We were wondering what to do when we were commandeered to take a message down that precipitous hill of Ciry to some cavalry. It was now quite dark and still raining. We had no carbide, and my carburetter had jibbed, so we decided to stop at Ciry for the night. At the inn we found many drinks—particularly some wonderful cherry brandy—and a friendly motor-cyclist who told us of a billet that an officer was probably going to leave. We went there. Our host was an old soldier, so, after his wife had hung up what clothes we dared take off to dry by a red-hot stove, he gave us some supper of stewed game and red wine, then made us cunning beds with straw, pillows, and blankets. Too tired to thank him we dropped asleep.

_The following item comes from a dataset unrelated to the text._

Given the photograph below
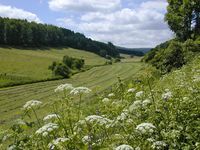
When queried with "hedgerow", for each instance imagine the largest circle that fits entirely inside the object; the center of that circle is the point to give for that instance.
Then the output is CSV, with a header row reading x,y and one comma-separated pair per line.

That, though we did not know it then, was the last night of our little Odyssey. We had been advancing or retiring without a break since my tragic farewell to Nadine. We had been riding all day and often all night. But those were heroic days, and now as I write this in our comfortable slack winter quarters, I must confess—I would give anything to have them all over again. Now we motor-cyclists are middle-aged warriors. Adventures are work. Experiences are a routine. Then, let’s be sentimental, we were young.
[Illustration: THE AISNE (SOISSONS TO VAILLY)]
CHAPTER VII.
THE BATTLE OF THE AISNE.
I’m going to start by giving you an account of what we thought of the military situation during the great marches and the battle of the Aisne—for my own use. What happened we shall be able to look up afterwards in some lumbersome old history, should we forget, but, unless I get down quickly what we thought, it will disappear in after-knowledge.
You will remember how the night we arrived on the Aisne Huggie and I stretched ourselves on a sand-heap at the side of the road—just above Ciry—and watched dim columns of Germans crawling like grey worms up the slopes the other side of the valley. We were certain that the old Division was still in hot cry on the heels of a rapidly retreating foe. News came—I don’t know how: you never do—that our transport and ammunition were being delayed by the fearsome and lamentable state of the roads. But the cavalry was pushing on ahead, and tired infantry were stumbling in extended order through the soaked fields on either side of us. There was hard gunnery well into the red dusk. Right down the valley came the thunder of it, and we began to realise that divisions, perhaps even corps, had come up on either flank.
The ancient captain of cuirassiers, who had hauled me out of my shrine into the rain that afternoon, made me understand there was a great and unknown number of French on our left. From the Order before the Marne I had learnt that a French Army had turned the German right, but the first news I had had of French on our own right was when one staff-officer said in front of me that the French away to the east had been held up. That was at Doue.